Do we envisage a country where innovation thrives, where our children can receive world-class opportunities and are looked after by first-world education and social security systems? Do we imagine a nation where quality healthcare is universally accessible, where we have the means to invest in improved environmental outcomes and are resilient to climate change?
If so, then we must seriously consider the PM’s “going for growth” message because the simple fact is that wealthier nations consistently achieve better results in all these areas than poorer ones.
For example, high-income countries typically spend significantly more per capita on healthcare. In 2020, the average healthcare expenditure per capita in high-income countries was around $8800, compared to just $230 in low-income countries. This disparity translates into real outcomes. Life expectancy in high-income countries averages 18 years longer than in poor ones.
Education tells a similar story. Wealthy nations can afford to invest heavily in their education systems, resulting in higher achievement rates and better access to tertiary education.
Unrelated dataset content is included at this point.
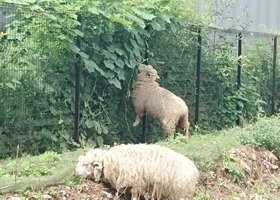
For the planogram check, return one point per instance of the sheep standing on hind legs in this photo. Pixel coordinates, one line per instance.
(149, 98)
For instance, Finland and South Korea, which consistently rank towards the top of the global education indices are also two of the strongest and most robust economies.
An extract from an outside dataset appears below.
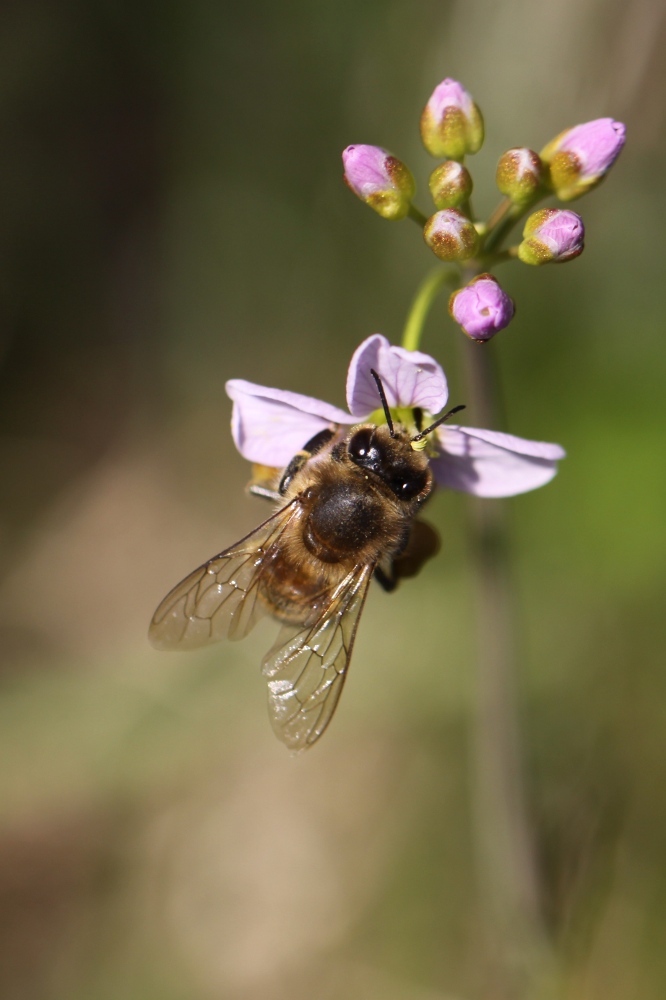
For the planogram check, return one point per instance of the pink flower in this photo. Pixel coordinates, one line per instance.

Social services similarly benefit from economic prosperity. High-income countries can provide more comprehensive safety nets for their most vulnerable. In Denmark, public social spending accounts for nearly 30% of GDP, compared to less than 2% in many developing countries.
Wealthier nations are better positioned to address environmental challenges too. They can afford to invest in renewable energy, enforce stricter environmental regulations and compliance, set land aside for national parks and marine reserves, and fund conservation efforts.
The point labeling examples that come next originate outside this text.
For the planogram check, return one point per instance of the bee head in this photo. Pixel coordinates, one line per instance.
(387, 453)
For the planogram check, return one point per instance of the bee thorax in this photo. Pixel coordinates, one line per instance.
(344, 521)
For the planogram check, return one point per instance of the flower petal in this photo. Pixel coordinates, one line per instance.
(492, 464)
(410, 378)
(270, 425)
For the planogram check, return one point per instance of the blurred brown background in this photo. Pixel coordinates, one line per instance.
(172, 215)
New Zealand’s problem is that our comparative economic performance now significantly lags behind other developed nations. This is particularly true in terms of productivity.
Between 1996 and 2023, New Zealand’s labour productivity grew at an average annual rate of 1.2%, compared to Australia’s 1.8%. Maybe 0.6% does not seem much, but year-on-year this has created a huge gap.
In 1996 Australia’s GDP per capita was about 19% higher than New Zealand’s. Fast forward to 2023 and it is 34% higher. Quite simply, this means that Australia and its people can afford to build things and invest in the kinds of services that we cannot.
If we are to turn this around and lift New Zealand’s economic performance then the development of modern, 21st century infrastructure will be at the heart of it.
Infrastructure is the foundation upon which industries are built, businesses expanded and communities linked. Whether it be transportation networks that connect regions, energy systems that power industries, or education infrastructure that supports our children’s learning, these investments are essential for creating a competitive and productive economy.
The work the current Government has done to recalibrate our infrastructure system is an important step forward, but it needs to be supported by a broader understanding of where our country is heading, or at least, where we want it to head.
A country that offers us a useful model is Ireland. Over the past three decades, Ireland has transformed itself from an economic backwater into a dynamic, high-growth economy. Central to this transformation has been its ability, through a range of incentives, to attract foreign investment and develop the transport, energy and digital infrastructure to support sustained economic growth.
By fostering economic growth, Ireland has been able to fund significant improvements in state-provided services such as healthcare and education.
This brings me to the other significant idea floated by the Prime Minister – asset recycling – and the forlorn hope that we don’t let the debate around this descend into the usual ideological squabble.
If New Zealand is to get the most from its public sector assets, then it is perfectly reasonable to ask what the right mix of public assets is when we consider where we want New Zealand to be in 2050.
Are there some things the private sector could own and operate better or that the public and private sectors can partner in to provide a better service? If we were to sell some assets, where could we reinvest or recycle that money to get better outcomes for our country and its people?
All these questions hang off the need for us to define what kind of country we wish to become, what our population should be, and an accepted vision about the direction New Zealand is heading.
The PM’s “going for growth” message can superficially be categorised as being all about the economy, but that would be a narrow interpretation that doesn’t do it justice. It’s actually about how we afford the things that we as a society value. The challenge for New Zealanders now is to decide if we are serious about acting on this over the years and decades ahead.